Het vierde boek van Dimitri Verhulst dat in dit weblog aan de orde komt. Was ik over de vorige drie (De verveling van de keeper, De helaasheid der dingen en Godverdomse dagen op een godverdomse bol) erg enthousiast, deze keer is dat beduidend minder. Komt dat door de negatieve recensie die ik eerder las in NRC-handelsblad? Geen idee.
Voor mijn gevoel komt het doordat het verhaal gewoon niet zo sterk is. De taal is minder bloemrijk en het onderwerp spreekt me niet aan. Dan wordt het moeilijk om gefascineerd te raken door een boek. Ik had er geen probleem mee om het uit te lezen.
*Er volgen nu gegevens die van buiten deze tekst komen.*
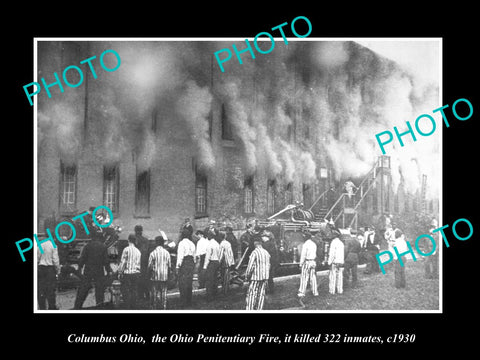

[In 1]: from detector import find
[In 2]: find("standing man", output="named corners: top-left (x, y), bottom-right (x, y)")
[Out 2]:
top-left (37, 236), bottom-right (60, 310)
top-left (261, 230), bottom-right (278, 294)
top-left (74, 232), bottom-right (111, 310)
top-left (328, 229), bottom-right (345, 294)
top-left (245, 237), bottom-right (270, 310)
top-left (298, 231), bottom-right (318, 306)
top-left (118, 234), bottom-right (142, 309)
top-left (180, 218), bottom-right (193, 240)
top-left (389, 229), bottom-right (411, 289)
top-left (195, 230), bottom-right (208, 289)
top-left (225, 226), bottom-right (238, 262)
top-left (345, 235), bottom-right (362, 287)
top-left (218, 232), bottom-right (235, 295)
top-left (423, 219), bottom-right (440, 279)
top-left (365, 226), bottom-right (380, 274)
top-left (176, 229), bottom-right (195, 309)
top-left (134, 225), bottom-right (150, 301)
top-left (203, 231), bottom-right (220, 301)
top-left (148, 236), bottom-right (171, 310)
top-left (240, 224), bottom-right (255, 263)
Verhulst schrijft in een stijl die makkelijk wegleest en de plot is zo overszichtelijk dat je rustig een tijdje over het boek kunt doen zonder steeds diep na te hoeven denken waar het ook alweer over ging.
Onderwerp: De moeder die eindelijk weg is bij de bullebak en drinkebroer die haar mishandelde en een nieuwe liefde heeft gevonden. De strijd die dat kost voor de zoon in kwestie om met die nieuwe situatie om te gaan. Wie kent deze setting niet uit talloze andere boeken, verhalen, series en films. Dan moet je al knap origineel zijn, wil je daar nog wat van maken.
Had ik bij zijn andere boeken veel meer het gevoel dat hij een heel origineel idee had dat uitgewerkt werd, dit boek was kwa onderwerp zo gewoontjes dat het bij voorbaat al moeilijk was om er een kunstwerk van te maken. Daar slaagt Verhulst dan ook niet in. De karakters zijn zo stereotiep dat het reisgezelschap in de bus naar het Zwarte Woud maar niet hilarisch, bijzonder of onderhoudend wordt.
Als ik een tip mag geven om te lezen: elk ander boek van Verhulst, maar dit niet.